In [None]:
!pip install -Uqq fastbook
import fastbook
fastbook.setup_book()

In [None]:
from fastbook import *
from IPython.display import display,HTML

## NLP Deep Dive: RNNs
- language model is a model that has been trained to guess what the next word in a text is (having read the ones before)
- called self supervised learning because we do not need to give labels to our model, just fee it lots and lots of text
- Self supervised learning is not usually used for the model that is trained directly, but instead used for pretraining a model used for transfer learning
- better results can occur if you fine tune the sequence based langauge model prior to fine tuning the classification model
    - for instance for IMDB review sentiment analysis we can use 100,000 movie reviews to fine tune the pretrained model that was before trained on wikipedia articles. 
    - this will result in a language model that is particular good at predicting the next word of a movie review and keeping the style consistent. 

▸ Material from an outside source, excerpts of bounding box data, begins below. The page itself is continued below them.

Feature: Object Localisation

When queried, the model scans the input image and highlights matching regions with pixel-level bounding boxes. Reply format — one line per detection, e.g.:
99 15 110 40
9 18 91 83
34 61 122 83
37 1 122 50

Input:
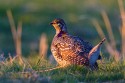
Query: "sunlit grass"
0 55 125 83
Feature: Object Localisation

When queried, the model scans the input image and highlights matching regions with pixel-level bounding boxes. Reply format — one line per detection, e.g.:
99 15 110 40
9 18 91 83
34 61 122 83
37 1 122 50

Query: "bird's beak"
50 22 53 25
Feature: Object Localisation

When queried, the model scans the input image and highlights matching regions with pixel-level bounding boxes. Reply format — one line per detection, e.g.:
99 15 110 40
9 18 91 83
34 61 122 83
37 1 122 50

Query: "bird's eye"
58 23 62 27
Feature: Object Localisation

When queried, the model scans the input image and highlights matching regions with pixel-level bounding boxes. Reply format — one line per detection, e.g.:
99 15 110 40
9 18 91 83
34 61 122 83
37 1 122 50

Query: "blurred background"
0 0 125 56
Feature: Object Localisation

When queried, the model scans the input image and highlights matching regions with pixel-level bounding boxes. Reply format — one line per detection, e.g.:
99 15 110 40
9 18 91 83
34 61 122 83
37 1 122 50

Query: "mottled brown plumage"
51 18 101 66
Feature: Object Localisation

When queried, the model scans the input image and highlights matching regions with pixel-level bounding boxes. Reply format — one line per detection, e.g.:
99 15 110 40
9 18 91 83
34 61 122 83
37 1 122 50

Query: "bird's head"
50 18 67 34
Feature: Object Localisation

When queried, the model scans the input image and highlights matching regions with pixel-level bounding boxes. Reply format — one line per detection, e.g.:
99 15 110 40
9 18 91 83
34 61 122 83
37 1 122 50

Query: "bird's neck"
55 27 68 35
56 31 68 37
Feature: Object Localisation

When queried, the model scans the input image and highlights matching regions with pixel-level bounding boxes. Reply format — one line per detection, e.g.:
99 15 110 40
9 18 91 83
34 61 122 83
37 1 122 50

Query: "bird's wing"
59 36 92 65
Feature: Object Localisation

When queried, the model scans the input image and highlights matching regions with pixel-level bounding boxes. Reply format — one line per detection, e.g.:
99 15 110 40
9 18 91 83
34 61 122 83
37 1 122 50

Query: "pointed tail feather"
88 38 106 67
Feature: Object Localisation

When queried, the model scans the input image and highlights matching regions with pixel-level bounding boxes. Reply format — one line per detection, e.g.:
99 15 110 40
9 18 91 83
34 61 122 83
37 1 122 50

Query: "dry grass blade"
39 33 48 58
7 10 17 43
101 11 116 49
118 0 125 60
92 20 120 62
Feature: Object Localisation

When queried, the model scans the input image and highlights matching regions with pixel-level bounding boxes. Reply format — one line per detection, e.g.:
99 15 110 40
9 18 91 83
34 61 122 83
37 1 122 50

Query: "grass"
0 0 125 83
0 56 125 83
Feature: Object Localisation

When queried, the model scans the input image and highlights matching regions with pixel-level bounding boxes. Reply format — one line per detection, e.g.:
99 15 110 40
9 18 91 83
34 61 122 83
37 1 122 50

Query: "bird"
50 18 104 67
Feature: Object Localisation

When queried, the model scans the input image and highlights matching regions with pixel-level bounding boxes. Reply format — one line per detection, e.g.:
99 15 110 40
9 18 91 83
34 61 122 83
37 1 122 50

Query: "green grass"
0 56 125 83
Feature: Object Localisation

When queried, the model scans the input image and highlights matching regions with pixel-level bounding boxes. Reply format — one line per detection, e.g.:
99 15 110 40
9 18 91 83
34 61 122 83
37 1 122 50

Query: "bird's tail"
98 38 106 46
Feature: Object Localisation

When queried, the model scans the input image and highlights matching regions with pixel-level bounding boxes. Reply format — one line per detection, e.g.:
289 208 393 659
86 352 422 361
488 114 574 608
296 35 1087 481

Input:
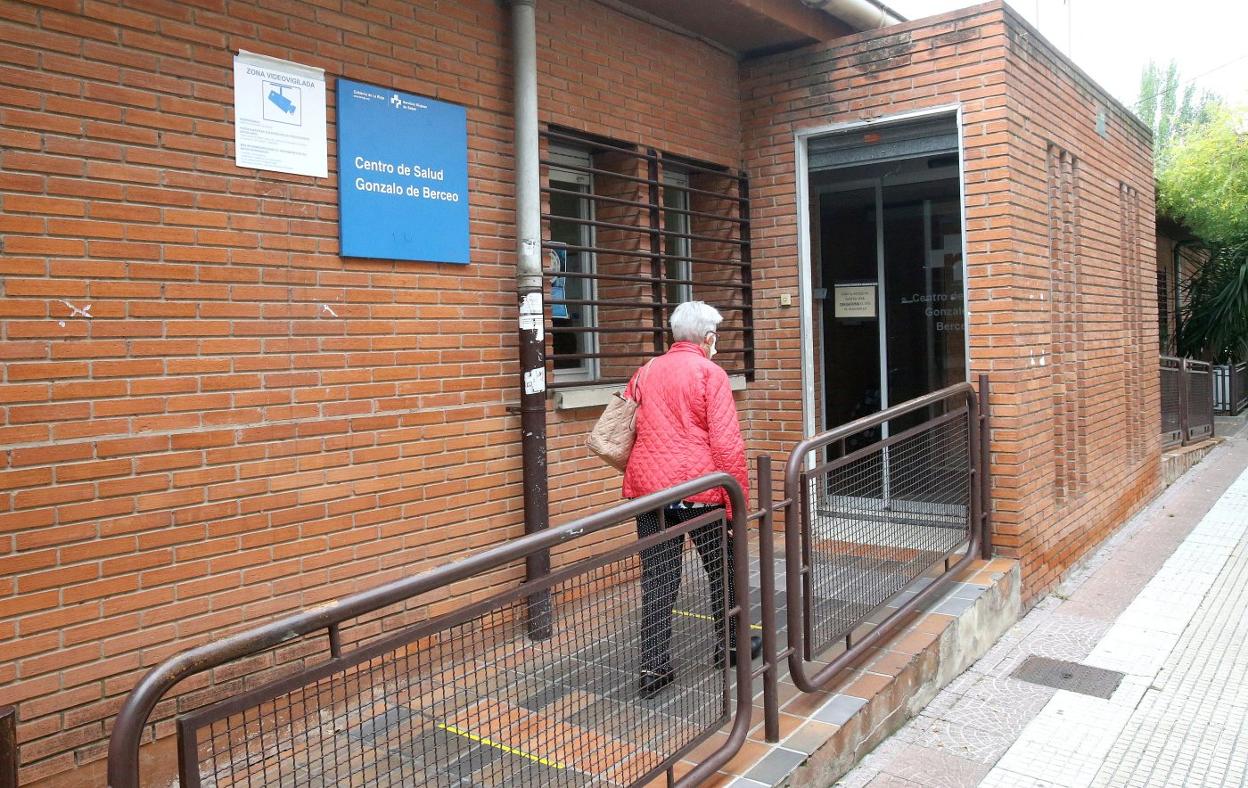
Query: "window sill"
554 375 745 411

- Known as Universal Langauge Model Fine-tuning (ULMFit) appraoch
- an extra stage of fine tuning a language model prior to transfer learning to a classification task resulted in significantly better predictions
- three stages of transfer learning in NLP
    - Wikitext Language Model -> IMDb Language Model -> IMDb Classifier

## Text Preprocessing
- Approach we take for single categorical variable
    - make a list of all possible levels of that categorical variable (called vocab)
    - replace each level with its index in the vocab
    - create an embedding matrix for this containing a row for each level (each item of the vocab)
    - use this embedding matrix as the first layer of a neural net

- The same can be done with text
- Concatenate all documents in our dataset into a long string and split it into words (tokens)
- Our independent variable will be the sequence of words starting with the frist in our long list and ending with the second to last
- the dependent variable will be the sequence of words starting with the second word and ending with the last word
- vocab will consist of a mix of common words that are already in the vocabulary of the pretrained model and new words specific to our corpus (for imdb example actor names or cinematogrphic terms)
- For words in the vocab of our pretrained model we will take the corresponding row in the embedding matrix. New words will be initialized with a random vector

- steps necessary to create a language model
    - Tokenization (converting text into a list of words)
    - Numericalization (make a list of all unique words that appear (vocab), and convert each word into a number by looking up its index in the vocab
    - Language model data loader creation
        - Fastai provides a LMDataLoader class which automatically handles creating a dependent variable that is offset from the independent variable by one token.
        - also handles details such as how to shuffle the training data in a way that the dependent and independent variables maintain their structure as required
     - Language model creation
         - using a recurrent neural network

## Tokenization
- three main appraoches
    - word-based: split sentence on spaces while applying language speicifc rules to try to seperate parts of meaning when there are no spaces.
    - Subword based: split words into smaller parts based on the most commonly occuring substrings. "occasion" might be "o c ca sion".
    - Character-based: split sentence into individual characters

In [None]:
# Word tokenization with fastai
from fastai.text.all import *
path = untar_data(URLs.IMDB)

In [None]:
# grab the text files
files = get_text_files(path, folders = ["train", "test", "unsup"])

In [None]:
txt = files[0].open().read(); txt[:75]

In [None]:
# Use WordTokenizer to create tokens
spacy = WordTokenizer()
toks = first(spacy([txt]))
print(coll_repr(toks, 30))

In [None]:
# fastai adds additional functionality to the tokenization process with the Tokenizer class
tkn = Tokenizer(spacy)
print(coll_repr(tkn(txt), 31))


In [None]:
# those starting with "xx" are special tokens
# xxbos indicates start of new text (beginning of stream)
# this lets the model know if it needs to forget what was said before (given it is the start of a new stream)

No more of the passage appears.